- 1 tbsp (15 milliliters) Vegetable oil
- 16 oz (500 grams) Beef blade steak
- 1 cup (250 milliliters) Carrots , diced
- 1 cup (250 milliliters) Red onion , diced
- 1 cup (250 milliliters) Celery , diced
- 1 cup (250 milliliters) White Onion , diced
- 1 cup (250 milliliters) White Mushrooms , sliced
- 1 cup (250 milliliters) Reduced sodium beef stock
- 3 tbsps (45 milliliters) Club House ® Original Cajun Seasoning
- 2 tbsps (30 milliliters) Rice Flour
- 1 package (450 grams) Puff pastry sheets
- 1 cup (250 milliliters) Water
- 1 each Egg
- Preheat the oven to 425°F (220°C).
- In large skillet heat oil over medium-high heat. Brown beef and vegetables and sauté for 5 minutes.

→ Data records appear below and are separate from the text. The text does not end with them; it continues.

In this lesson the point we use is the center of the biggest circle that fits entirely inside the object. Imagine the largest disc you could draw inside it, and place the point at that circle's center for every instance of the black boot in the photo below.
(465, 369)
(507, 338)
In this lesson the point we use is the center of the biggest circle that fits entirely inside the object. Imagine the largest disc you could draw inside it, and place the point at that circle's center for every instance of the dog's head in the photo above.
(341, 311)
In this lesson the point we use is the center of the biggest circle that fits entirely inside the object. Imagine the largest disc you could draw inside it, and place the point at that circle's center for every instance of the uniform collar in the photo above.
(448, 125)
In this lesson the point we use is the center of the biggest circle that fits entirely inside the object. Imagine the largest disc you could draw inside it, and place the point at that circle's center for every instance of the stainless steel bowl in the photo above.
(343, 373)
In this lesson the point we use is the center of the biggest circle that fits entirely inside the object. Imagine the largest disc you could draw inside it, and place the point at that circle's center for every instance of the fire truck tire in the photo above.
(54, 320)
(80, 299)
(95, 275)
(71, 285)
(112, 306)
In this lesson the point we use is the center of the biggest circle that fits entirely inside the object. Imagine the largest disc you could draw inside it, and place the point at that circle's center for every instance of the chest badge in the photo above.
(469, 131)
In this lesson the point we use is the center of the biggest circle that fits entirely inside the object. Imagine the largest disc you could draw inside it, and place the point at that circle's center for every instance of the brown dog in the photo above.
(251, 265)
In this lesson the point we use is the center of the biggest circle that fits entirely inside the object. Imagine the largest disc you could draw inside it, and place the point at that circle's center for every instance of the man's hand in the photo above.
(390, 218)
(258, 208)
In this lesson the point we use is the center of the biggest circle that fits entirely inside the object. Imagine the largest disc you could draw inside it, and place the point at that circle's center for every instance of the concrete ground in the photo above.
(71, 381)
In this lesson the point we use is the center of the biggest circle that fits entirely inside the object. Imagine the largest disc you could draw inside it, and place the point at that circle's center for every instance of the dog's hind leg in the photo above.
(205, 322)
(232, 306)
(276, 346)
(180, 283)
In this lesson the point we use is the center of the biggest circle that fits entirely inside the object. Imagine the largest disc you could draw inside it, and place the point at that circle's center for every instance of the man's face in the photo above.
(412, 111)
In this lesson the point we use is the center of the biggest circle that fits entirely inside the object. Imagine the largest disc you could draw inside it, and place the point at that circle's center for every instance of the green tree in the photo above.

- Add Club House Cajun Seasoning and rice flour. Add beef stock and water bring to a boil and simmer 1.5 hours or until meat is tender. Chill filling.
Pot Pie Assembly
- Divide pot pie mixture into serving size ramekin dishes. Brush puff pastry with egg cover and seal each ramekin.
- Place pot pie on baking tray and bake in a 425°F (220°C ) oven for 10 to 12 minutes or until internal temperature reaches 165°F (74°C).